Iraqi American painter Kubra Alhilali transitions from hardship to hope in Cleveland
Kubra Alhilali was born in Baghdad, Iraq, to a family of artists.
“I start to paint when I was maybe six years old,” Alhilali said. “I never stopped [painting] or drawing.”
Alhilali has established herself as a full-time artist in Cleveland since immigrating to Northeast Ohio in 2012, as a refugee of the Iraq War, with a goal to present a positive image of Iraqis and Arabs.
In 1996, her father, a poet, was forced to flee to Jordan and separate from Alhilali and the family. They joined him there 7 years later after the war in Iraq began in 2003.

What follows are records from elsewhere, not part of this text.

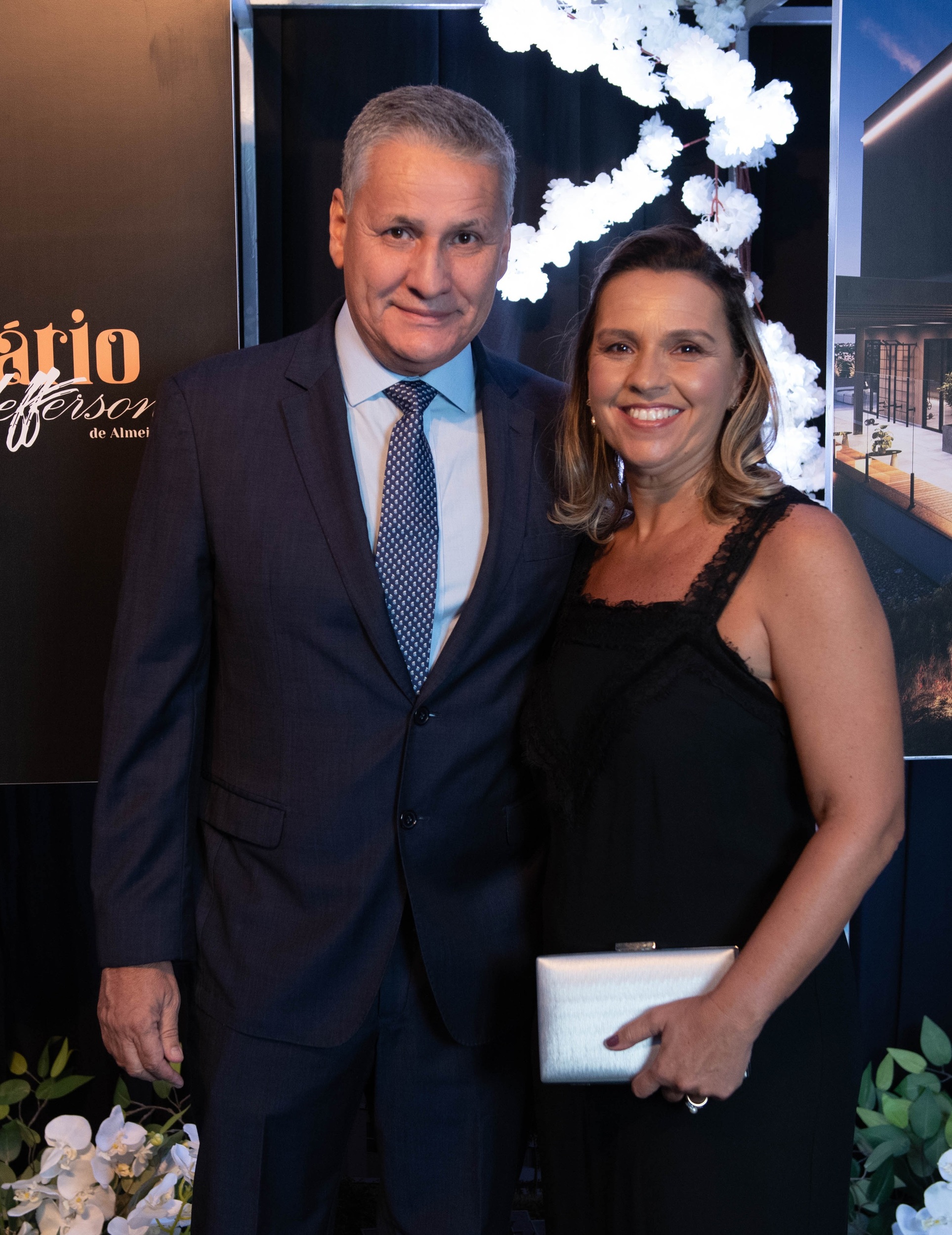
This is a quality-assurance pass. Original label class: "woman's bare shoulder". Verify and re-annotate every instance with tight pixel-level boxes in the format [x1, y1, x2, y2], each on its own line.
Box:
[753, 503, 872, 613]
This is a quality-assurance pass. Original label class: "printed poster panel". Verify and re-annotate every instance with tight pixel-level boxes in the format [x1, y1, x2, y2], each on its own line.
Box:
[833, 0, 952, 756]
[0, 0, 238, 783]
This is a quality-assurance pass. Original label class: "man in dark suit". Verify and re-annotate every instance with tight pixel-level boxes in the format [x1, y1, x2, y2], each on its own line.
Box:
[92, 86, 574, 1235]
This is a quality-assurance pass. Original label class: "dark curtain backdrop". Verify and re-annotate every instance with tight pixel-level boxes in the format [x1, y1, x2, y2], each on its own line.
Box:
[254, 9, 830, 375]
[0, 10, 952, 1119]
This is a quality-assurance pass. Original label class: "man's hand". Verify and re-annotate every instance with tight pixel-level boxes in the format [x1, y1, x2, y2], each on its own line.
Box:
[99, 961, 184, 1089]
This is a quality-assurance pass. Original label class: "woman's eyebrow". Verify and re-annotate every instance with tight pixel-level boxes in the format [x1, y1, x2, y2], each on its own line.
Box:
[595, 326, 717, 343]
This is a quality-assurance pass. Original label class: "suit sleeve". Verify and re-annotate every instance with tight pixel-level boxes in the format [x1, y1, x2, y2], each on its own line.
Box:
[91, 380, 212, 967]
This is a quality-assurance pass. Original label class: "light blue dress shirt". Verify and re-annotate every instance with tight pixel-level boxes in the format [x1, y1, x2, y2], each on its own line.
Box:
[334, 303, 489, 668]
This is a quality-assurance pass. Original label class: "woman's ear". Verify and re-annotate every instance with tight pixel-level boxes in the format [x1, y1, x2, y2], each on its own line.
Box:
[729, 356, 751, 408]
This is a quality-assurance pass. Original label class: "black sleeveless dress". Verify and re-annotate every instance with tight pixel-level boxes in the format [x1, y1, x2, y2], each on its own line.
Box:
[524, 488, 858, 1235]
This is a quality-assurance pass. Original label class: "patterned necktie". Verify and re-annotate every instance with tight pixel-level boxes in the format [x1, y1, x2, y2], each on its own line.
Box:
[375, 380, 440, 693]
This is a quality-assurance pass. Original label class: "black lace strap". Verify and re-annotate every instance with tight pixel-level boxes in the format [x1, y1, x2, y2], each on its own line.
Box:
[685, 486, 813, 622]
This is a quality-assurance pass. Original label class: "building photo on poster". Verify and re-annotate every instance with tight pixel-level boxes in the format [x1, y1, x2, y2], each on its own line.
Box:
[832, 0, 952, 757]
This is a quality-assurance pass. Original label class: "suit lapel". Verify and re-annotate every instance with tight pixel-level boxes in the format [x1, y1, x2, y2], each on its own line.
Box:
[282, 304, 414, 699]
[420, 340, 535, 699]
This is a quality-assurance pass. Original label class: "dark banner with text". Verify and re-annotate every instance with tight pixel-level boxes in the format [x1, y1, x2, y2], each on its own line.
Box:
[0, 0, 238, 783]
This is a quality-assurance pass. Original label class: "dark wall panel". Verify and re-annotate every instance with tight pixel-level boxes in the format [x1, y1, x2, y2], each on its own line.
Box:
[0, 0, 238, 782]
[749, 26, 830, 370]
[254, 10, 710, 375]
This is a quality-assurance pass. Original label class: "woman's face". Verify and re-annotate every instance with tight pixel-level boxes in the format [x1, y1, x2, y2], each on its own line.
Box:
[588, 271, 745, 484]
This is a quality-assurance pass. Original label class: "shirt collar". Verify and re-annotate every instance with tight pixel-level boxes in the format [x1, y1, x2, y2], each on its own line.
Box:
[333, 301, 475, 414]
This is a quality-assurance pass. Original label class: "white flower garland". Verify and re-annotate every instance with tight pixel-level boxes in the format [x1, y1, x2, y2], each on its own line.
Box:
[480, 0, 825, 493]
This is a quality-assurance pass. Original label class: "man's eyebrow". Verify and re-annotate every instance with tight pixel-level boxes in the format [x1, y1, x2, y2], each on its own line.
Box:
[385, 215, 488, 232]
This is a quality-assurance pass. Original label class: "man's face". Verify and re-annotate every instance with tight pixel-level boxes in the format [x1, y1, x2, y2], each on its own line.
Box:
[330, 140, 510, 377]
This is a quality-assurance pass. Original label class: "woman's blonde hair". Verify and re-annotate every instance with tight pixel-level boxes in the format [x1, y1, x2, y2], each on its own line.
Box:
[551, 225, 783, 545]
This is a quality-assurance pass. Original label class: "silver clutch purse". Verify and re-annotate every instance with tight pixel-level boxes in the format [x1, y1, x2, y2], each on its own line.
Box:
[536, 944, 737, 1084]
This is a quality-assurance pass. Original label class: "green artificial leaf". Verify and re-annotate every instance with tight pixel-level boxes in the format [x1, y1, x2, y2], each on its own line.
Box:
[866, 1157, 893, 1205]
[112, 1077, 132, 1111]
[49, 1037, 73, 1077]
[888, 1046, 926, 1072]
[159, 1107, 189, 1140]
[907, 1145, 932, 1180]
[36, 1037, 59, 1078]
[15, 1119, 41, 1145]
[866, 1141, 893, 1175]
[883, 1093, 912, 1128]
[875, 1055, 893, 1089]
[0, 1120, 22, 1162]
[922, 1131, 949, 1171]
[860, 1064, 875, 1108]
[36, 1076, 92, 1102]
[909, 1089, 942, 1141]
[0, 1081, 30, 1107]
[919, 1017, 952, 1067]
[895, 1072, 942, 1102]
[862, 1124, 911, 1157]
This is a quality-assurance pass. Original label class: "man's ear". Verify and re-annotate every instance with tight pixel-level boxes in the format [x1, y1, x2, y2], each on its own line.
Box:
[327, 189, 347, 271]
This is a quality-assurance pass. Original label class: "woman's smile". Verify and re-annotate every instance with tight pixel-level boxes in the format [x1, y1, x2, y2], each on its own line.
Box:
[616, 403, 687, 425]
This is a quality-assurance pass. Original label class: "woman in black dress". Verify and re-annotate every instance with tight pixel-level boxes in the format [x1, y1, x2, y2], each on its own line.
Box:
[525, 227, 903, 1235]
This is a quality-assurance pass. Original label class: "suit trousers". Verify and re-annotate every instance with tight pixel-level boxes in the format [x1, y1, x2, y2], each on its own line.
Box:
[191, 909, 529, 1235]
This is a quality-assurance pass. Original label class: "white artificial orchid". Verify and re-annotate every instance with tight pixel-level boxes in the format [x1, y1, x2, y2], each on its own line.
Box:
[92, 1107, 154, 1188]
[499, 115, 682, 300]
[893, 1150, 952, 1235]
[0, 1176, 57, 1230]
[159, 1124, 199, 1185]
[682, 175, 761, 253]
[756, 321, 826, 494]
[109, 1172, 191, 1235]
[480, 0, 825, 493]
[37, 1115, 92, 1183]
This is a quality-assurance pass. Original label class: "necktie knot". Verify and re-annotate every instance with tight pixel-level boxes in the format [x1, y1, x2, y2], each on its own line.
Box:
[384, 378, 440, 416]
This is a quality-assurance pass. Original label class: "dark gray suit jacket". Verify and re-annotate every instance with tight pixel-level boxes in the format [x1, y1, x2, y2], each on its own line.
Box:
[92, 305, 576, 1046]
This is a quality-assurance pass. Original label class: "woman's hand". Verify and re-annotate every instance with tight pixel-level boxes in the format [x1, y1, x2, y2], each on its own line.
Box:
[605, 993, 758, 1102]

Alhilali and her family lived in Jordan for almost a decade but had to return to Iraq every six months to renew their visas. During this time she decided to go back to Baghdad and enroll in art school. But it was a challenge and dangerous in 2006.
“It was a problem …especially for the women,” she said. “It was hard to go to school not wearing hijab and to study art. It was so hard. They don't accept it.”
Then tragedy struck. Alhilali said a car bomb exploded outside of the school's front door. She said two colleagues from her school were killed that day.
“[The school] was really close to my grandma's house. And when they hear the bomb, my uncle, he was running with no shoes to the school,” she said. “And my mom, she was calling. It was really hard…We lost a lot of friends.”
Alhilali said she left school after the bombing and returned to Jordan. All the while, her family was seeking asylum in the United States and because a relative lived in Northeast Ohio she and her family eventually moved to Cleveland.
“It was like a new life for us,” she said.
The Ohio humanitarian group US Together helped Alhilali and her family move to Parma and got her work as a seamstress. US Together also helped Alhilali pursue her passion.
“They help me to do art show and to do mural, to do a lot of things and also workshop for student, she said. “Then I have my studio, I get studio and I do the art for full time, like a full-time job.”
Alhilali’s first art exhibition took place in 2015 at the Negative Space art gallery in downtown Cleveland.
However, she realized those initial paintings of children during the war were too challenging for her audience and for herself.
“It was sad. And I know it's something really hard to show it to people, but it's happened. There is a lot of kids they are dead or they are sick of all the war. So we have to show it,” she said. “But it was so hard to me to paint this, the real picture. I have to paint it. It was so hard.”
Following the catharsis of that first exhibit, Alhilali has moved on to broader and more hopeful themes of life, freedom, peace and love.
“Because I'm Iraqi, I have to show people we like peace, we love art. And I have to show it to people,” she said.
Alhilali likes to use Arabic calligraphy in her work to identify where she's from.
She’s also found inspiration in University Circle at the Cleveland Museum of Art.
“The museum inspired me to do more work. And when I go there, I see myself there and I feel fresh and I get more ideas, more things. So it's my home,” she said.
Alhilali’s recently completed “Passion” mural brightens a wall outside the Women’s Recovery Center in Cleveland’s Clark-Fulton Neighborhood.